From Congressional Quarterly:
Majority Leader Bill Frist (R-Tenn.) quietly has gone to bat for the Recording Industry Association of America and other groups to make sure that a key industry priority was included in the massive overhaul of telecommunications laws that the panel approved just before the July Fourth recess, several Senate Commerce, Science and Transportation Committee aides confirmed.
The provision Frist helped place prevents satellite radio listeners from being able to record, store and rearrange music they receive from popular subscription services such as XM and Sirius.
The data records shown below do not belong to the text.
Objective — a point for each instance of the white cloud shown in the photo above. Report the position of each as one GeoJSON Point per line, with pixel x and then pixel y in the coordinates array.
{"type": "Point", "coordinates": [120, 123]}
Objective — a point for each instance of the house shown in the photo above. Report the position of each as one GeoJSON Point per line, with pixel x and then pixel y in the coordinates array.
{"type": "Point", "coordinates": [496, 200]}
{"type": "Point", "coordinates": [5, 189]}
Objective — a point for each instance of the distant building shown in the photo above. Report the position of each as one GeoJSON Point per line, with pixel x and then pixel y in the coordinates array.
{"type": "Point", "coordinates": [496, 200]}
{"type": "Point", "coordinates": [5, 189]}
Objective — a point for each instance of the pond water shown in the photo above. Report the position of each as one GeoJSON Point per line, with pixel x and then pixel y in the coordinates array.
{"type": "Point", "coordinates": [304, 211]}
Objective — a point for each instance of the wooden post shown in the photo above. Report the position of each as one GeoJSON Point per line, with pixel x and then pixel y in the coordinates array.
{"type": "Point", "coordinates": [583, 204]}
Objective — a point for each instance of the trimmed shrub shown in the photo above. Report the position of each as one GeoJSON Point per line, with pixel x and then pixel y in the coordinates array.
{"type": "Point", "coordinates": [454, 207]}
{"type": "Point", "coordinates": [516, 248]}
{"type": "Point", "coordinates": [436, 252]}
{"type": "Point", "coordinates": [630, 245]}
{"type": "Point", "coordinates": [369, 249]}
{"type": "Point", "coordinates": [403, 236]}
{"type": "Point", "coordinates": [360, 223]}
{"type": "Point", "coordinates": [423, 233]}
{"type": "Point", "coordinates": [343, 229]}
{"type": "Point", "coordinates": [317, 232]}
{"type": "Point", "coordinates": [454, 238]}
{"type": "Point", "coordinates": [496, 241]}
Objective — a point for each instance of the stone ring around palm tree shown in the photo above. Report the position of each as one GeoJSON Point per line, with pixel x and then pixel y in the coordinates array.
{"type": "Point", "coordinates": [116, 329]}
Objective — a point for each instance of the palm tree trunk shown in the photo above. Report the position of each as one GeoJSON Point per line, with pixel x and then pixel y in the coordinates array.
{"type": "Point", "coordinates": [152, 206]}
Music industry officials say that such copying would cheat labels and artists out of fees that consumers otherwise would pay when buying music on CDs or from online music services.
But the push by the record labels is rankling radio, electronics and consumer groups, who argue that listeners should be able to store songs for personal use as long as they are not selling or passing them along.
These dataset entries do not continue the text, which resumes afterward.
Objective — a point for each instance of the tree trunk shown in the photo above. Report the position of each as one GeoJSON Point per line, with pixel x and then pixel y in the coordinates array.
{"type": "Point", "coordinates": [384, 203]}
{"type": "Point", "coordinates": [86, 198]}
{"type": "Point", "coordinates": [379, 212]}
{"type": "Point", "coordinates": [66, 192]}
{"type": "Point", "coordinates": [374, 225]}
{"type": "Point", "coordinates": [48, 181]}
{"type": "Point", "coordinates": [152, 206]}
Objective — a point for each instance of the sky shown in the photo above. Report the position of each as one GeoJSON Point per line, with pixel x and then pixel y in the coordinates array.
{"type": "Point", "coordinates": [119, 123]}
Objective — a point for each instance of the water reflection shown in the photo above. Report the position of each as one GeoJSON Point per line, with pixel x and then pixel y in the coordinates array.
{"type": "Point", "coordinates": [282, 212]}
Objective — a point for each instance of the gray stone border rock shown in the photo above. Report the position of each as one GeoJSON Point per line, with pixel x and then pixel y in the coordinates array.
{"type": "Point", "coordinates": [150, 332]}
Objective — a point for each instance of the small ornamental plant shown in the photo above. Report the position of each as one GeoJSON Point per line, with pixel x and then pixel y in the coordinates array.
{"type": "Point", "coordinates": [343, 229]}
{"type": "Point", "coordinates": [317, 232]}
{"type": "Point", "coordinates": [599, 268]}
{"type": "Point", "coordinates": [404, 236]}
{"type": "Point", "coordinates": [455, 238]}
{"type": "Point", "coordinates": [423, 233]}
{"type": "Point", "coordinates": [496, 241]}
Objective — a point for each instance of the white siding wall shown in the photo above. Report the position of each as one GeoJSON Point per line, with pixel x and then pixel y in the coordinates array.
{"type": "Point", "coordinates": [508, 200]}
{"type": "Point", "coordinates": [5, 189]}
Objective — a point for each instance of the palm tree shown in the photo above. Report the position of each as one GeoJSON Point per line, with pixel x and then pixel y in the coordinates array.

Several Commerce Committee aides confirmed that Frist had made it clear that he would allow the telecom bill to come to the floor only if it included the measure, which is commonly called the "audio flag" provision.
Beyond what appears to be a home-state interest in the issue, aides and lobbyists close to the debate noted that former Frist Chief of Staff Mitch Bainwol now heads the record labels' lobby, the RIAA.
The provision is ridculous, of course. XM and Sirius already pay royalties for use of the copyrighted songs, and users are already permitted to record from the radio for personal use by other means. RIAA's position is that there's something about digital recordings that deserves extra protection. In truth, this bill will effectively kill XM and Sirius attempts to innovate and offer a more interactive, useful, and interesting form of radio.
Of course, this isn't the first time a Washington dinosaur has attempted to use the regulatory process to stamp out innovation from satellite radio at the expense of consumers. The National Association of Broadcasters has been waging a protectionist campaign against satellite radio's efforts to localize for years.